Content Disclaimer
Copyright @2020.
All Rights Reserved.

StatsToDo: Factor Analysis Explanation and Programs

Links : Home Index (Subjects) Contact StatsToDo

Introduction Gaussian Binomial Negative Binomial Multinomial Ordinal Poisson

The Generalized Linear Models calculate regression coefficients by adptiong the model to the data presented, using numerical approximation.

A particular advantage of the models is that the algorithms can cope with a combination of factors (group names in text) and values (numerical data). This allows the models to be highly complex, providing the probability distribution of the data is known.

Programs

The panels of this page provides R codes for regression with the following distributions for the dependent variable

  • Gaussian.
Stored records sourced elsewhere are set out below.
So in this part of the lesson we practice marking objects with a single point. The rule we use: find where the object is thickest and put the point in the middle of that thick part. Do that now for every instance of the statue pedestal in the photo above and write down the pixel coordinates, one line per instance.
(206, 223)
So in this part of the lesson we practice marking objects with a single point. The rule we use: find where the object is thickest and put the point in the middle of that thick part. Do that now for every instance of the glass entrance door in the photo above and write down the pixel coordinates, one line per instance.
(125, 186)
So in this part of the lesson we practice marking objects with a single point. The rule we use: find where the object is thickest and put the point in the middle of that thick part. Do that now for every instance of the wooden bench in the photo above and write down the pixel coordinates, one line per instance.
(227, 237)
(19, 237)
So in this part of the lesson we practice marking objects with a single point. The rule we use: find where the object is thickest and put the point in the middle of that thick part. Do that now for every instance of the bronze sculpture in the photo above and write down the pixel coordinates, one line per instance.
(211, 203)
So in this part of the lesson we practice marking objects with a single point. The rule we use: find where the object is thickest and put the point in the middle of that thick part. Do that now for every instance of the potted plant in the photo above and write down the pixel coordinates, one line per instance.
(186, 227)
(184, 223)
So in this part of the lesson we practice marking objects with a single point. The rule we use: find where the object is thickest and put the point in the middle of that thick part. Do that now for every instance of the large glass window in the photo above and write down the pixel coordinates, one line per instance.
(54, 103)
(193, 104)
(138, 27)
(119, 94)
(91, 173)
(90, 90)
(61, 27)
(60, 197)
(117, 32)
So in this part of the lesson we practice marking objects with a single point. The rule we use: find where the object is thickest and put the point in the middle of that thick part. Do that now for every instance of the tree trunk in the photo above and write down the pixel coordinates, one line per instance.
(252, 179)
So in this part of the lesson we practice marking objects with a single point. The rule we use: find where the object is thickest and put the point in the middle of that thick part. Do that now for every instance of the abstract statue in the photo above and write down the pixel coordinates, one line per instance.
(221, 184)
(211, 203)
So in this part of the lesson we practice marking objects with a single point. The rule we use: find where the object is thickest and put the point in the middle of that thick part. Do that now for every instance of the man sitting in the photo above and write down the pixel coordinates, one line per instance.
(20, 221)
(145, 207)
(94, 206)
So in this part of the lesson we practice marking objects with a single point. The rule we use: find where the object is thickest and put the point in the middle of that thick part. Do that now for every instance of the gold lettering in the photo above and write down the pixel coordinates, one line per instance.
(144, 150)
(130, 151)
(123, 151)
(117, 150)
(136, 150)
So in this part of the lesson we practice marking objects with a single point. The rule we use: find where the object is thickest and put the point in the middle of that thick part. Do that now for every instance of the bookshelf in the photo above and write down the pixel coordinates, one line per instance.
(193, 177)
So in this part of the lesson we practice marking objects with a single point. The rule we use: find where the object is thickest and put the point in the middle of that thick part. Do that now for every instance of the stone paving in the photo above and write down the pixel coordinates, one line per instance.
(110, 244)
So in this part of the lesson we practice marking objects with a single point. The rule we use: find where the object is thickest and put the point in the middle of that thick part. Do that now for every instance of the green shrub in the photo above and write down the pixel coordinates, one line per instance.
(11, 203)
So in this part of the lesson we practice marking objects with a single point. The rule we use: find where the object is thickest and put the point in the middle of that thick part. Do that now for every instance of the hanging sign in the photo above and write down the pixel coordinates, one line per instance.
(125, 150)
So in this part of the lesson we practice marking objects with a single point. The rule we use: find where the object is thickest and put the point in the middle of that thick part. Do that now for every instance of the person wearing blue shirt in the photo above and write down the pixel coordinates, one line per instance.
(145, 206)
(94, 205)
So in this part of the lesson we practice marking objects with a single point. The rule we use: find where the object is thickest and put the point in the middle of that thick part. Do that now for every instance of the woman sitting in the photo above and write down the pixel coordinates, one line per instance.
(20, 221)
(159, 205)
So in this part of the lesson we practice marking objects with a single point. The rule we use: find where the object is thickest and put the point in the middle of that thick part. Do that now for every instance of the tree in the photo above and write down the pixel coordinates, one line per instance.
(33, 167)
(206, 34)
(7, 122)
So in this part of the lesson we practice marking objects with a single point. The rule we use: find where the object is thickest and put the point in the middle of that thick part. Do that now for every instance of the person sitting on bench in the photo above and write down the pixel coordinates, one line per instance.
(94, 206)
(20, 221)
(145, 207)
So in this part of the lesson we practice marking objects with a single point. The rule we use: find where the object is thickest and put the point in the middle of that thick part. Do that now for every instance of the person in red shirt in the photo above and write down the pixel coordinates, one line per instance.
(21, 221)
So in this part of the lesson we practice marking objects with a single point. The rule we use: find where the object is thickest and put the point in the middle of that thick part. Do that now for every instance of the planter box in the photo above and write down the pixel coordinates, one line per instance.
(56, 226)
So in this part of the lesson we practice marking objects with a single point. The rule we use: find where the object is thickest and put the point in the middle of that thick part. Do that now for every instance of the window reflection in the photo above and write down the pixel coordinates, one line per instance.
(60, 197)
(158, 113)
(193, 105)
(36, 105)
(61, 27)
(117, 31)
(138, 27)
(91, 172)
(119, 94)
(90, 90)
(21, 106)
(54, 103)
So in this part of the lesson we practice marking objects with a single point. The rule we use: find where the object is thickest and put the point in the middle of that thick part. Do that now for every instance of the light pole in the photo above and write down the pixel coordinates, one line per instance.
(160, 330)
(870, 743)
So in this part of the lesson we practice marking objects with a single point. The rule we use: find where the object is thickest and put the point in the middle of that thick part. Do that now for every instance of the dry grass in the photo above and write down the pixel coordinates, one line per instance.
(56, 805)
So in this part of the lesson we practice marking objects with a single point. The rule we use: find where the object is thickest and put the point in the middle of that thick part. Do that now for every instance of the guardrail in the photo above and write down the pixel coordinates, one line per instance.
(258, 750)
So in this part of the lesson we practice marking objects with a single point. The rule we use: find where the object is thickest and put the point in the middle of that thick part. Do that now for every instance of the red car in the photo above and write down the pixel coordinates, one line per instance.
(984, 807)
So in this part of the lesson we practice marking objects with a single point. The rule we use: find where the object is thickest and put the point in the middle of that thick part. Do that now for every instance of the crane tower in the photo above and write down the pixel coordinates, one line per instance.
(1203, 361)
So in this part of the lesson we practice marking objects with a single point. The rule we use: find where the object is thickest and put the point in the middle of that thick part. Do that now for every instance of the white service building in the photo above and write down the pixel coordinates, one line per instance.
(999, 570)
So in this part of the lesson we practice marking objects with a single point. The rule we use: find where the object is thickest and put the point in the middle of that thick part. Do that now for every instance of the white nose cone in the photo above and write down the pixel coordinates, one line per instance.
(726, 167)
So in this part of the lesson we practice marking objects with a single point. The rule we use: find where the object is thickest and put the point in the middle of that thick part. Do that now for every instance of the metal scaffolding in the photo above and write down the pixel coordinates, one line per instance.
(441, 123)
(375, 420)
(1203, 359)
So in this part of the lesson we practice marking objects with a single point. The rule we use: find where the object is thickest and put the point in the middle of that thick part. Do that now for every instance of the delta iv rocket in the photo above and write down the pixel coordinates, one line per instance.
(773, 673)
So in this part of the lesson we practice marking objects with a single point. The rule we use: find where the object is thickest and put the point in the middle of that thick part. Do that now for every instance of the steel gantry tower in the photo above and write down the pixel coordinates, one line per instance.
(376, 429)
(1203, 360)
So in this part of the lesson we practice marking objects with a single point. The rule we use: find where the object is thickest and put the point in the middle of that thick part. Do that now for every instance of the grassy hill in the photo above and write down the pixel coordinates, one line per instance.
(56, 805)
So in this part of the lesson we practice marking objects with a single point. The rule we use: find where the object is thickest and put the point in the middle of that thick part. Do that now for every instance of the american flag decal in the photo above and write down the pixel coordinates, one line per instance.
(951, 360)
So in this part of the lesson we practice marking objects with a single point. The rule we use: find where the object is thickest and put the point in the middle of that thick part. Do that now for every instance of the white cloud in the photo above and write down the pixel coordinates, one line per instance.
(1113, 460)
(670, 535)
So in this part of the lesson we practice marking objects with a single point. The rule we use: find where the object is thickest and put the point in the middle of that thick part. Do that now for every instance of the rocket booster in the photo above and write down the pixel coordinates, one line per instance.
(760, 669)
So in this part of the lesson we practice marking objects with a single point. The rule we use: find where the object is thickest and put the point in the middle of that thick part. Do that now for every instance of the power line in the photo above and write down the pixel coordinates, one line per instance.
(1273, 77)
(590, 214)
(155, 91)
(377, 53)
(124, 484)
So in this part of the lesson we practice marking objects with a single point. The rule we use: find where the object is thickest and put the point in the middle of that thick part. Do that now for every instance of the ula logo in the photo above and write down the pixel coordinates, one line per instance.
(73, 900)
Where the dependent variable is normally distributed. This model is also termed General Linear Model, not to be confused with the generic name of all the models presented her the Generalized Linear Models
    • When all the independent variables are factors (group names in text), the results are similar to that produced by the Analysis of Variance
    • When all the independent variables are values (numerical measurements), the results are similar to Multiple Regression
    • Wnem the independent variables are a misture of factors and values, the results are similar to that of Analysis of Covariance
  • Proportions. Three models of regression for proportions are available
    • Binomial Where the dependent variable is the probabilities in each of two groups (no/yes, false/true)
    • Negative Binomial Where the dependent variable is the Odds Ratio, the number of cases in one group for each cases in the other group
    • Multinomial, the same as Binomial, except there are more than 2 groups
    • Ordinal, the same as Multinominal, except the groups are ordered
  • Poisson where the dependent variable is a count of events in a defined environment

Format

Each program is described in one of the subsequent panels. Each panel containing an introduction and a program template, each in a sub-panel

Each program is provided with a set of example data, to demonstrate the procedures. Please note:

  • The research model is deliberately simplistic so the user is not distracted from the computation
  • The data is computer generated and do not represent anything real.
  • The sample size is deliberately small, to make visualization easier.
The R code in each program is broken up into its constituent steps, and each step contains
  • Description of the step (in black)
  • The R code (in Maroon)
  • The results from that step (in Navy blue)
To re-constituate the whole program, the user should
  1. Copy all the codes in Maroon to the source code panel of RStudio, in the same order as in the template. This should include the example data
  2. Test run the program to make sure it works
  3. Change the example data to the user's own data
  4. Repeated cycles of test run and editing the codes (add, delete, and modify) until the required results are produced.

References

Please note that the R code template contins only the minimum amount of code, and produces only the basic results. Users may want to produce a more complete program, including the many options that are availble with each procedure.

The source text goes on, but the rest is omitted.